I've been helping people get mortgage loans for over 15 years now, and not a single one of my clients (there are hundreds, maybe thousands of them at this point) have the same mortgage they started with more than just a couple years ago. This is why focusing on things like "the total amount of interest paid over 30 years" isn't very practical. People don't keep their mortgages for 30 years. They rarely hold them longer than 5 years. Bigger homes, divorce, the births of children and increased family size, changing neighborhoods, retirement - life circumstances often result in the need for a new home, and we haven't even touched on those needing to access cash in the equity they have in their home. There are numerous reasons people refinance, or sell and buy homes, and in each of these situations, the mortgage goes away to be replaced by a new one - so the rate you see today will not matter in 30 years. And likely, it won't even matter in 3 years.

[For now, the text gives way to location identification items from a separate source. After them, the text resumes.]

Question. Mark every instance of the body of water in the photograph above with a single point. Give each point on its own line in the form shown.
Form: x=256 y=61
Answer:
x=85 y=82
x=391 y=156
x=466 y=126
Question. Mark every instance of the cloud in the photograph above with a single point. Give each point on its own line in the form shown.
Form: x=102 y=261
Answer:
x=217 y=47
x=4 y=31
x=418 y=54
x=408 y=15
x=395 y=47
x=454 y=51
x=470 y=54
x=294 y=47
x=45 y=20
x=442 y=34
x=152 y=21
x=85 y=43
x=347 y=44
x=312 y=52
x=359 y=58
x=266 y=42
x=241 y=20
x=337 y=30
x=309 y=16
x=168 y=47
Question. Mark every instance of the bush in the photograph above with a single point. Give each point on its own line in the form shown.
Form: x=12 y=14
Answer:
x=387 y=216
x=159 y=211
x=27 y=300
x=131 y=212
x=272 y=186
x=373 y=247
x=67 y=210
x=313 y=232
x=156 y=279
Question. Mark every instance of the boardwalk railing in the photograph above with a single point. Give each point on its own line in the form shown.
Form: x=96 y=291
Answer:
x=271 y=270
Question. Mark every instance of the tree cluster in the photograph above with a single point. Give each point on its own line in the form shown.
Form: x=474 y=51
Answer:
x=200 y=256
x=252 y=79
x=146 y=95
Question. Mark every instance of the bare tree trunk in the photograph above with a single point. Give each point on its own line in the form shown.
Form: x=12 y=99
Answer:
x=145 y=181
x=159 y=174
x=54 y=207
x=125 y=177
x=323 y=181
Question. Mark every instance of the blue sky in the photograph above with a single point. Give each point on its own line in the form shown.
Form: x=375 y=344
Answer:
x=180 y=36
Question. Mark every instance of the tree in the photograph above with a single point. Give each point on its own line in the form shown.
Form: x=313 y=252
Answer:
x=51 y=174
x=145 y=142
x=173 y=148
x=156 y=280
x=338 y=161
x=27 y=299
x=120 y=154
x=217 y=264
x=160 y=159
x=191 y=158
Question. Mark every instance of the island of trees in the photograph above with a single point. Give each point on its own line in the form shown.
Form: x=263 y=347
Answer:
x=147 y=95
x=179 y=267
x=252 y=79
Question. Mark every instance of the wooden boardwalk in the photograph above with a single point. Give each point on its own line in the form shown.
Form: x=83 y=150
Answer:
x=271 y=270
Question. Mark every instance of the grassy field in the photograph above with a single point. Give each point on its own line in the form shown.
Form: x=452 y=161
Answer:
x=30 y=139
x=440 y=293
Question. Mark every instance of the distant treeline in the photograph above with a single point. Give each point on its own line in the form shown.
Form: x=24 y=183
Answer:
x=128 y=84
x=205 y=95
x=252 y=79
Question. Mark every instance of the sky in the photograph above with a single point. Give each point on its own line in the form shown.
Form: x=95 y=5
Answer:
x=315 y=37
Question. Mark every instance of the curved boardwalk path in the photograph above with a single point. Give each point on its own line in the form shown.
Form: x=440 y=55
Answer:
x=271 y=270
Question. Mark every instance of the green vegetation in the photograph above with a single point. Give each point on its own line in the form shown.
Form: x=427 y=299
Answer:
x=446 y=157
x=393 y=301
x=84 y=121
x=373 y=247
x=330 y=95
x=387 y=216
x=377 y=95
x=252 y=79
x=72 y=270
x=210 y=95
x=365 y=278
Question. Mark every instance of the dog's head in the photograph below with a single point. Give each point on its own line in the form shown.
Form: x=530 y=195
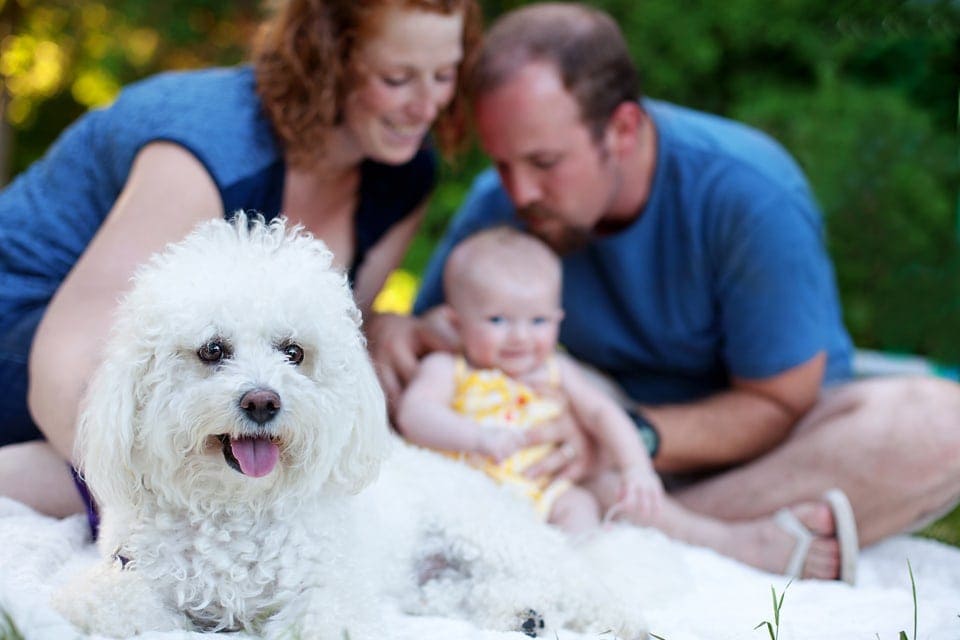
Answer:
x=236 y=370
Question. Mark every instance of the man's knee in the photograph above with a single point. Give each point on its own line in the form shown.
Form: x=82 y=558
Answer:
x=917 y=416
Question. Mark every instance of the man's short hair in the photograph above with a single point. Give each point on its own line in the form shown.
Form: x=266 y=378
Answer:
x=584 y=44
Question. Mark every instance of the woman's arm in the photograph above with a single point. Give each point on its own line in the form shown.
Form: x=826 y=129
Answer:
x=397 y=342
x=167 y=193
x=425 y=417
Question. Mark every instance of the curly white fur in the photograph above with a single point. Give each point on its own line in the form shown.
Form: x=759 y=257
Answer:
x=192 y=542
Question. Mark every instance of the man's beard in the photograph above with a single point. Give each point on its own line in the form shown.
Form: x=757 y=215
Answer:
x=565 y=239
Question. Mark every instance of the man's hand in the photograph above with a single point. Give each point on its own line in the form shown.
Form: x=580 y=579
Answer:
x=574 y=456
x=397 y=343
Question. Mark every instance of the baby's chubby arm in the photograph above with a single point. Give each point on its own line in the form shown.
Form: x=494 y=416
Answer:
x=424 y=415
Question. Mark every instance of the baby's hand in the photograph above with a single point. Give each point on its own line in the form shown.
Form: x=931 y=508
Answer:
x=641 y=495
x=500 y=443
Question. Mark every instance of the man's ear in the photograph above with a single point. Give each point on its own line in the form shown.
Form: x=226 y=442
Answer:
x=623 y=129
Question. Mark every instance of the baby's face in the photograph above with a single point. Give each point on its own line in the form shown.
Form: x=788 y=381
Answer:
x=510 y=326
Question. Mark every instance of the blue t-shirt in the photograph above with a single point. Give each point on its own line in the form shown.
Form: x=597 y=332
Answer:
x=50 y=212
x=724 y=273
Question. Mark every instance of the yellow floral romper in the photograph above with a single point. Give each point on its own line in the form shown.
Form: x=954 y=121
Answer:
x=492 y=398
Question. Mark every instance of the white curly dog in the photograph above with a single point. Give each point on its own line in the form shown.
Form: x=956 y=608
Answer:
x=233 y=439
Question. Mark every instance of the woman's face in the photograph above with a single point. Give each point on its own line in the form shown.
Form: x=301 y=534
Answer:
x=409 y=69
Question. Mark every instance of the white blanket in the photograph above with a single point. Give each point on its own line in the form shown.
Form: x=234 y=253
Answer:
x=686 y=593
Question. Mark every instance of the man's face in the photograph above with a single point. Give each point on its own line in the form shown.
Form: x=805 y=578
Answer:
x=561 y=179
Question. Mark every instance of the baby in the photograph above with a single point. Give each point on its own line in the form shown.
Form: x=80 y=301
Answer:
x=503 y=292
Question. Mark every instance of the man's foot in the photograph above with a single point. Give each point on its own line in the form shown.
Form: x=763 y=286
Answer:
x=808 y=540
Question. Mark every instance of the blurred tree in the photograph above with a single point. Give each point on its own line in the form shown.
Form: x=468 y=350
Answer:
x=864 y=93
x=61 y=57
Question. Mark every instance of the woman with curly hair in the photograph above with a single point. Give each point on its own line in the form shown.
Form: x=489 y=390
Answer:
x=327 y=125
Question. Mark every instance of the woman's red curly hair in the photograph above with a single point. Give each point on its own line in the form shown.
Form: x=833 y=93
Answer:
x=303 y=62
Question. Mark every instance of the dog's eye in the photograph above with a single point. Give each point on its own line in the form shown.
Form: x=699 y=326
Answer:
x=294 y=352
x=213 y=351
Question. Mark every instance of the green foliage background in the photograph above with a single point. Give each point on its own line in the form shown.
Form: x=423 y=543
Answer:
x=864 y=93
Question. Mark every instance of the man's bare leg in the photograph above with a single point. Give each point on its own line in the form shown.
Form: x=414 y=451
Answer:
x=891 y=444
x=34 y=474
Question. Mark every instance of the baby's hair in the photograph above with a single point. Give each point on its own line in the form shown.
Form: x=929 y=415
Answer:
x=500 y=251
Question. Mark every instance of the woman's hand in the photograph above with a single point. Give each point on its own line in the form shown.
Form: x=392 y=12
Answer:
x=397 y=342
x=574 y=456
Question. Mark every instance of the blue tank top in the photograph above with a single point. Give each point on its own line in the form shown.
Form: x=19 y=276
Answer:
x=50 y=212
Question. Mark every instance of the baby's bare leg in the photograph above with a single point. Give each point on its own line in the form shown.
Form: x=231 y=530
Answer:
x=575 y=511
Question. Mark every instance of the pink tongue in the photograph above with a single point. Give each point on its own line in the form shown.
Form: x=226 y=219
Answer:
x=257 y=456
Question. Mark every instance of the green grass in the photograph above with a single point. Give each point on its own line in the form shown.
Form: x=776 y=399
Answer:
x=946 y=529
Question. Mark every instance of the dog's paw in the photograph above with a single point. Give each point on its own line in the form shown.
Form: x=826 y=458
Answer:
x=531 y=624
x=114 y=603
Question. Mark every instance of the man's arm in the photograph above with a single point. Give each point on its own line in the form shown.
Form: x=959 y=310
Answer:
x=734 y=426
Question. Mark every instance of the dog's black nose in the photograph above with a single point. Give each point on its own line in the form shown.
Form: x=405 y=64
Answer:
x=260 y=405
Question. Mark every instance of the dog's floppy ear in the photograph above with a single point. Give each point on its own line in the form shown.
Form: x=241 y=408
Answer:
x=106 y=434
x=369 y=439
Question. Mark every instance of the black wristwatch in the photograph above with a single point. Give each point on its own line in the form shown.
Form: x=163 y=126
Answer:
x=648 y=433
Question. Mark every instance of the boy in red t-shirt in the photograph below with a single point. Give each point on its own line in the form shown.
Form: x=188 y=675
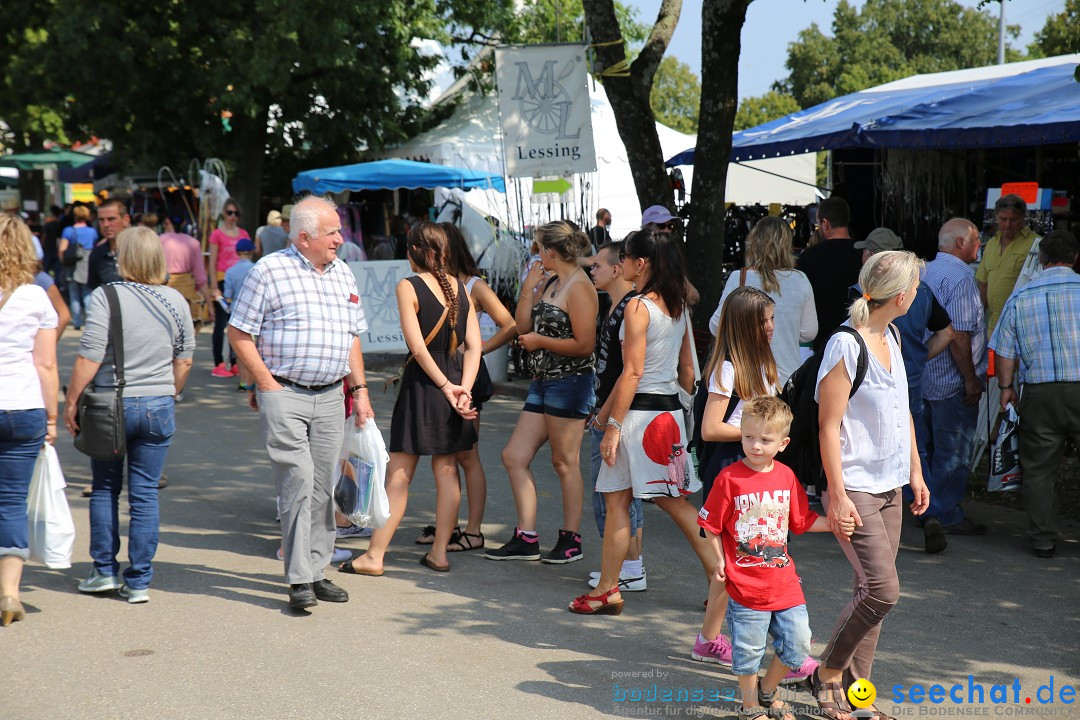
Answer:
x=748 y=512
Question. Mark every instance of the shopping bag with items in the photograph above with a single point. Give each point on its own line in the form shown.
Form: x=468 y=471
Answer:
x=52 y=529
x=1006 y=473
x=360 y=489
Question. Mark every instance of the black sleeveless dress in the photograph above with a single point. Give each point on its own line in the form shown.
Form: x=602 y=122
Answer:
x=423 y=422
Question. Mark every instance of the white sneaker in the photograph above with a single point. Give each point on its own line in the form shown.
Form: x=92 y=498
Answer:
x=626 y=584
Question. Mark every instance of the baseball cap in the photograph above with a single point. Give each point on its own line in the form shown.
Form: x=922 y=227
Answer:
x=657 y=214
x=879 y=240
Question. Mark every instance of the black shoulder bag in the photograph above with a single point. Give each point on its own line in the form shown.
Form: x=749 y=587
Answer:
x=102 y=433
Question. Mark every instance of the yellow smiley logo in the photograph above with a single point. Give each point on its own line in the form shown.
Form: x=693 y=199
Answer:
x=862 y=693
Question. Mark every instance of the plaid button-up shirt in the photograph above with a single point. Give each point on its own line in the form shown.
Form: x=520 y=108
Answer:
x=305 y=322
x=1040 y=326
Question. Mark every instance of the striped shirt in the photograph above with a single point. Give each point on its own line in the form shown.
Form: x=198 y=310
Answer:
x=950 y=280
x=1040 y=326
x=305 y=322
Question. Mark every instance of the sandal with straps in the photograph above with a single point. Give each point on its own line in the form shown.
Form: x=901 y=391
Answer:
x=784 y=711
x=461 y=542
x=831 y=698
x=582 y=603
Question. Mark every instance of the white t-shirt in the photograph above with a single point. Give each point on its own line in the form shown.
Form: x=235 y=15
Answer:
x=796 y=316
x=876 y=430
x=727 y=383
x=26 y=312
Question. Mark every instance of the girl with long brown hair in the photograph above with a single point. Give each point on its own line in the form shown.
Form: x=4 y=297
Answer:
x=740 y=368
x=433 y=412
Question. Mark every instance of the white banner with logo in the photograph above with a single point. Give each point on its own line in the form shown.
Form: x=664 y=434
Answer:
x=543 y=103
x=376 y=281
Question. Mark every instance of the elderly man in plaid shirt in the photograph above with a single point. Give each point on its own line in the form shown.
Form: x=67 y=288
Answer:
x=1040 y=329
x=953 y=383
x=296 y=326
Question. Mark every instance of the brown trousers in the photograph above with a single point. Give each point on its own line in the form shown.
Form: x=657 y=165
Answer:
x=873 y=555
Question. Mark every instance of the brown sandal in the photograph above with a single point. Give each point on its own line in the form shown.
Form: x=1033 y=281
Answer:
x=831 y=698
x=461 y=542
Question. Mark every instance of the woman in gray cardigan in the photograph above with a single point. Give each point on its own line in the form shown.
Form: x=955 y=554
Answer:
x=158 y=340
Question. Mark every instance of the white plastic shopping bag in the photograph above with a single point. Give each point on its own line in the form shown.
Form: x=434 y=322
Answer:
x=52 y=529
x=360 y=489
x=1006 y=471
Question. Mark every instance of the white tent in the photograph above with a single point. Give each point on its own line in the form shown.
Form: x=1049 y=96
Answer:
x=472 y=138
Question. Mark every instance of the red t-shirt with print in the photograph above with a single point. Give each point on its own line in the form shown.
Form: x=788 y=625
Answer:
x=752 y=513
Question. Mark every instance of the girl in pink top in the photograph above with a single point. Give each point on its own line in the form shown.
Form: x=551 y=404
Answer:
x=223 y=256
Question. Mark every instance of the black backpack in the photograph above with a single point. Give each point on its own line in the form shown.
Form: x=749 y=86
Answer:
x=802 y=454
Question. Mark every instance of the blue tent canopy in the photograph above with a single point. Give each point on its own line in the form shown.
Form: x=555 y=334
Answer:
x=393 y=174
x=1034 y=103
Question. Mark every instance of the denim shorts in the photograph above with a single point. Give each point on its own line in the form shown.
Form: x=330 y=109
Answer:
x=750 y=629
x=571 y=397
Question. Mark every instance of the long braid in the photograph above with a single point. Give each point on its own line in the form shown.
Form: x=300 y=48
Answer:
x=451 y=301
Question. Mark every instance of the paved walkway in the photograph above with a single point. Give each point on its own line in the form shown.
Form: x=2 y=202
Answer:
x=487 y=639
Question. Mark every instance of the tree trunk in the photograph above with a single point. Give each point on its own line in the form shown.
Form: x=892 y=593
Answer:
x=630 y=95
x=245 y=175
x=721 y=23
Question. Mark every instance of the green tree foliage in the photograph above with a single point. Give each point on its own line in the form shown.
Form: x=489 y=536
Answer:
x=888 y=40
x=676 y=95
x=754 y=111
x=1061 y=35
x=289 y=84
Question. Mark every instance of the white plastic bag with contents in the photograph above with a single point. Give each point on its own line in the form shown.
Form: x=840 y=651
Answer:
x=52 y=529
x=360 y=488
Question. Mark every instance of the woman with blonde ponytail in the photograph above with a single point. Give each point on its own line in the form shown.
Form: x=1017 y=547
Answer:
x=556 y=322
x=868 y=453
x=433 y=412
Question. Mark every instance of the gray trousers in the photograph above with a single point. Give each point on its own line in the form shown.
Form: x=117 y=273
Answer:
x=302 y=432
x=1049 y=413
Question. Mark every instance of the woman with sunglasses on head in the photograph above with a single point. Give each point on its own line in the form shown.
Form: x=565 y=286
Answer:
x=645 y=443
x=556 y=318
x=223 y=256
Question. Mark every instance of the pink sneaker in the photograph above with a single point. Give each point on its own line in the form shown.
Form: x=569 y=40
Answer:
x=809 y=665
x=716 y=651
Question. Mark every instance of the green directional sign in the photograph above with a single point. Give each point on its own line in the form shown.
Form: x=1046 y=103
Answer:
x=558 y=186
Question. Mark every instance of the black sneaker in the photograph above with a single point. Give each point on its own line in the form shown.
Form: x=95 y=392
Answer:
x=567 y=549
x=520 y=547
x=301 y=596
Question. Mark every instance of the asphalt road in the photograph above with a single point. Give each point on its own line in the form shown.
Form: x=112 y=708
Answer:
x=487 y=639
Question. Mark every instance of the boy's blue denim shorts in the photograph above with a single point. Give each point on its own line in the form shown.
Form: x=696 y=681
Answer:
x=750 y=629
x=571 y=397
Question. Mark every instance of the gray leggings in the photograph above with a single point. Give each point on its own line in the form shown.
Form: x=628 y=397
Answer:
x=873 y=555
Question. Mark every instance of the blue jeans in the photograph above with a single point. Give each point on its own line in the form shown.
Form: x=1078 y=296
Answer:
x=952 y=426
x=751 y=629
x=599 y=508
x=77 y=298
x=22 y=434
x=149 y=422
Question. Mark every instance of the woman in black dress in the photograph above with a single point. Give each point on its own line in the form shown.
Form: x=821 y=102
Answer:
x=434 y=405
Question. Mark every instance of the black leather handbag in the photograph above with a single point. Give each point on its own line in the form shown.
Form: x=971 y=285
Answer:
x=102 y=432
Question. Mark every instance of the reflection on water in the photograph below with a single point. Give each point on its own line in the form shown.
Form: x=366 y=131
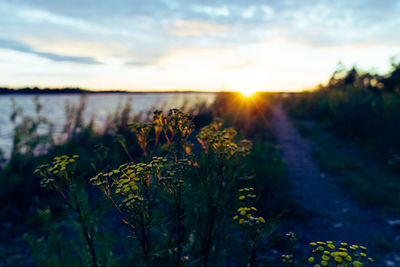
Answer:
x=97 y=105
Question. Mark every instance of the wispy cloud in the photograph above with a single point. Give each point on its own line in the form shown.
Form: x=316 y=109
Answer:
x=24 y=48
x=163 y=38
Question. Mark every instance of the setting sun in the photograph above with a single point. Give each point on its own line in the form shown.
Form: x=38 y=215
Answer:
x=248 y=92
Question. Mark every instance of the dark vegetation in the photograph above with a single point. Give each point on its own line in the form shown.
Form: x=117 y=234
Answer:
x=355 y=121
x=172 y=190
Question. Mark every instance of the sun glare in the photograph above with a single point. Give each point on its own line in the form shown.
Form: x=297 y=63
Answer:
x=247 y=92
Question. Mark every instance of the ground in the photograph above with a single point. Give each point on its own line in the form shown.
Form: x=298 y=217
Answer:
x=334 y=214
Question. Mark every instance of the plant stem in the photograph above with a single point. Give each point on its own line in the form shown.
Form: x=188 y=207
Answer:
x=252 y=262
x=88 y=238
x=207 y=246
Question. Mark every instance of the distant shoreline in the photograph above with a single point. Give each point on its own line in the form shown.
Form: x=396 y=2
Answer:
x=51 y=91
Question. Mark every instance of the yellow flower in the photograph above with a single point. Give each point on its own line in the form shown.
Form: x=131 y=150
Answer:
x=325 y=257
x=338 y=259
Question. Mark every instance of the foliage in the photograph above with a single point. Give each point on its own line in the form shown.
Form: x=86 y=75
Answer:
x=327 y=254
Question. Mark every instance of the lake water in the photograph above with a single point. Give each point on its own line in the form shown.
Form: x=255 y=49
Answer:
x=97 y=105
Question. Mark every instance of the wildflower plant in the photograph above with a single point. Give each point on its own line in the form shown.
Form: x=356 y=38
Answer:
x=254 y=227
x=132 y=190
x=59 y=176
x=340 y=255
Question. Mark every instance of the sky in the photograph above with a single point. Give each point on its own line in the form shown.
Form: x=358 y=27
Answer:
x=270 y=45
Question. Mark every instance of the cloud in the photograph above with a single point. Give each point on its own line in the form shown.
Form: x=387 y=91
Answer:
x=137 y=63
x=185 y=28
x=24 y=48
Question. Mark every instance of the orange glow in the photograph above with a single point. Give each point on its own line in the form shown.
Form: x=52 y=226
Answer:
x=247 y=92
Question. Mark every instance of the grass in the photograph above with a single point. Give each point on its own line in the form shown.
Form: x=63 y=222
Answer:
x=365 y=176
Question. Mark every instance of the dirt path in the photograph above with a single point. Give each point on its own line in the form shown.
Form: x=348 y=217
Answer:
x=337 y=216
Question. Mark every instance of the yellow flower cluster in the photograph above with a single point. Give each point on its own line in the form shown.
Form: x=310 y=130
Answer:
x=131 y=180
x=287 y=258
x=221 y=142
x=60 y=163
x=246 y=215
x=177 y=123
x=326 y=254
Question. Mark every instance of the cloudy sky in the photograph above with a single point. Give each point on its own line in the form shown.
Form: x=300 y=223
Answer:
x=182 y=44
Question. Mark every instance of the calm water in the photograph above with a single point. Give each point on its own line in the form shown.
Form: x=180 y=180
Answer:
x=98 y=105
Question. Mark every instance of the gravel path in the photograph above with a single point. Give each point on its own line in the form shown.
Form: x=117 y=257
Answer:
x=337 y=216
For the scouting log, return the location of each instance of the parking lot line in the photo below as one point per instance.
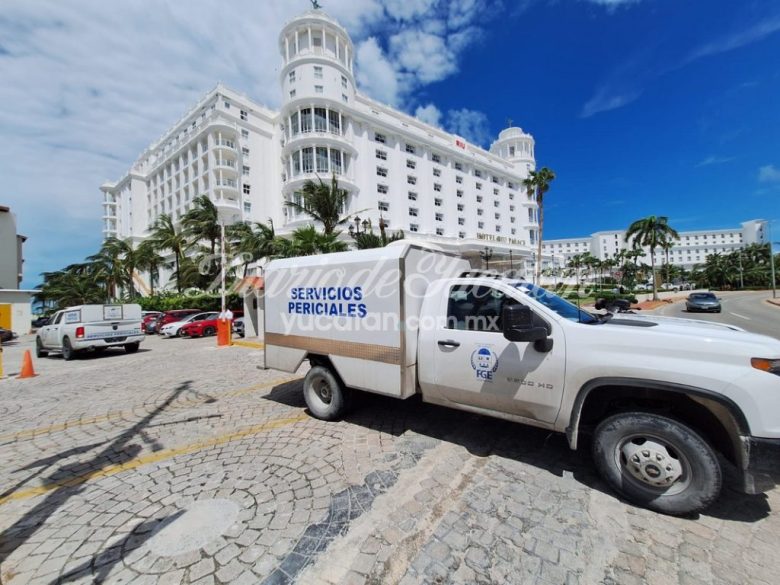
(29, 433)
(113, 469)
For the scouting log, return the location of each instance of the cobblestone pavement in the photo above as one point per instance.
(184, 463)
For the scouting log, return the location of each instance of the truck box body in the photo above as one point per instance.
(360, 308)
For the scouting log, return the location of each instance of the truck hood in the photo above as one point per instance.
(688, 330)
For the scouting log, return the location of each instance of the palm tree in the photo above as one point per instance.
(165, 236)
(652, 232)
(323, 203)
(537, 184)
(252, 243)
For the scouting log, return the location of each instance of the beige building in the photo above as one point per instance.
(15, 311)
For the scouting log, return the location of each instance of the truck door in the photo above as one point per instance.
(476, 366)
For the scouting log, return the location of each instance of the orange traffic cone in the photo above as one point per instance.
(27, 369)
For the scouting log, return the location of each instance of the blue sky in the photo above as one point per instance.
(640, 106)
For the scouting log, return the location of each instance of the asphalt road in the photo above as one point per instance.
(748, 310)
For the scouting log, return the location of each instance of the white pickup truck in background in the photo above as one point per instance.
(664, 400)
(91, 327)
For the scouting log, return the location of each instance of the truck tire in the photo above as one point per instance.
(324, 394)
(39, 351)
(657, 462)
(68, 353)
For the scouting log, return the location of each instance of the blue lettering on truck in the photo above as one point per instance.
(327, 301)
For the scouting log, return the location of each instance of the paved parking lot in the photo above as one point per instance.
(184, 463)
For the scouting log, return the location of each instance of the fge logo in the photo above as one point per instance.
(485, 363)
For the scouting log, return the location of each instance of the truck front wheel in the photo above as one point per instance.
(657, 462)
(324, 394)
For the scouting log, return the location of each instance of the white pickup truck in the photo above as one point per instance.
(664, 400)
(91, 327)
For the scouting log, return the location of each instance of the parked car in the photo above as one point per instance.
(169, 317)
(7, 335)
(40, 322)
(706, 302)
(205, 327)
(174, 329)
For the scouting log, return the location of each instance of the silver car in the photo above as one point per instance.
(706, 302)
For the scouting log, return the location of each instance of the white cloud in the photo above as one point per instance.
(470, 124)
(429, 114)
(87, 85)
(769, 174)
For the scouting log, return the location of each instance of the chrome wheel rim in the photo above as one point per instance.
(653, 464)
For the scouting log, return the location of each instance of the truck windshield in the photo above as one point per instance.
(552, 301)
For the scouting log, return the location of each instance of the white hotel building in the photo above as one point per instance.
(249, 159)
(690, 249)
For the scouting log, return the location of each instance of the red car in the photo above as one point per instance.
(170, 317)
(205, 327)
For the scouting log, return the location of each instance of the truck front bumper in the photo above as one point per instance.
(761, 468)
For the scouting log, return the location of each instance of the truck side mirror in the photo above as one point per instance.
(518, 324)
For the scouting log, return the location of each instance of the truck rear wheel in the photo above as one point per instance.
(657, 462)
(39, 351)
(68, 353)
(324, 394)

The Right Strategy Saves More Than The Lowest Rate
Rate is important. It impacts payment, and over the years, even small changes in rate can add up to big dollar amounts. But it's important to remember how different lenders arrive at the rates they offer - the highest rate companies are often paying their employees very well (sometimes, admittedly, too well, at the consumers expense!). But on the other end of the spectrum, the lowest rate companies are often hiring inexperienced people with no real world financial knowledge to help customers make the best choices. Working with the wrong lender can cost far more money than an extra .125-.25 in rate. A recent, real-life example was when we helped a friend get a home equity line of credit on his home. He was solicited by his loan servicer, and was getting ready to move forward with a full on cash out refinance, with over $20,000 in lender fees! Instead, we funded a line of credit for him with next to no closing costs and a payment cheaper than what the other loan would have offered. Working with the wrong strategy (the lender that solicited him had great rates, but poorly trained and inexperienced staff) would have cost my friend dearly.
Remember - while you're shopping the market's changing, and while you try to find "the bottom", the bottom could be falling out from under the market, as we've seen this week. Rate matters, but working with a professional you can trust to guide you matters far more. While you're shopping for the best rate, the best rates could be disappearing, and if you wait too long, you could miss a tremendous opportunity!